The Works of Vermin
- Author: Hiron Ennes
- Language: English
- Publisher: Tor Books
- Publication date: October 14, 2025
- Publication place: United States
- Pages: 432
- ISBN: 978-1250811219

= The Works of Vermin =

2025 book

The Works of Vermin is a 2025 novel by Hiron Ennes.

== Critical reception ==
Ed Crocker of Grimdark Magazine gave the novel a positive review, saying that, "filled with some of the most twisted, inventive worldbuilding you’ll ever see and a perfectly poised balance of ruthless mockery of the decadent and corrupt with a well of deep humanity for those beneath them, The Works of Vermin is not just a landmark novel of dystopian satire but one of the great speculative works of the twenty-first century." Zachary Gillan of The Ancillary Review of Books praised the book as "exceptional," saying that it was "a triumph: a must-read for those of us who like our fantasy weird and unsettling and dismissive of boundaries—those of us, in other words, who love the New Weird." Paul Di Filippo of Locus praised the novel as "nothing like anything you’ll read this year. It’s outrageously inventive and gaudy; funny yet chilling; humanistic yet cynical."

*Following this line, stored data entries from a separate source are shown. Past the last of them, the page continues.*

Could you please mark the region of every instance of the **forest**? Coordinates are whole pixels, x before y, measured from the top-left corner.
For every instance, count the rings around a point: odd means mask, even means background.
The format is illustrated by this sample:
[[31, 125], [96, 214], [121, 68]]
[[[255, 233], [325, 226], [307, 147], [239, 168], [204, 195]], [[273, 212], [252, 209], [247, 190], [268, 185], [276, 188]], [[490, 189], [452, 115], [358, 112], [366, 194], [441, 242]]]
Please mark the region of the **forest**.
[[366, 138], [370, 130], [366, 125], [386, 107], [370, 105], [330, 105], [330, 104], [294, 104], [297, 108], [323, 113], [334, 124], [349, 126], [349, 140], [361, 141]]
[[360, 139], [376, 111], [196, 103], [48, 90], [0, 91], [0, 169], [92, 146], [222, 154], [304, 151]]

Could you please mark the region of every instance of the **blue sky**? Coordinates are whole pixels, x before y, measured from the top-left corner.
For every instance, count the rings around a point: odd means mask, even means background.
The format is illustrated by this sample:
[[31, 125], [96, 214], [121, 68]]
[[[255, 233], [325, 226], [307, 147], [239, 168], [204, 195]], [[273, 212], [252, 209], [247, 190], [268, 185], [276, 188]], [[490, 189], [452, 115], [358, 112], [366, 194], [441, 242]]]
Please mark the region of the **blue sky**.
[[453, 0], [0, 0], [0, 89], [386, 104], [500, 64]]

Writing in The Los Angeles Review of Books, John Knych of the IÉSEG School of Management gave the book a mixed review, praising it that its "atmosphere is thrilling and the story is propelled by intimacies and shocking and profound revelations," but criticising the characters for being overly two-dimensional and saying that "the sheer quantity of art references is excessive and sometimes tedious." Niall Harrison of Locus wrote that the novel "is so good at what it does that I enjoyed it an enormous amount despite the fact that I’m not sure, in the end, that all of what it does is good for me," saying that "the problem, if it is a problem, is in what it all means, and that in turn depends on how fervently you believe in The Power Of Art."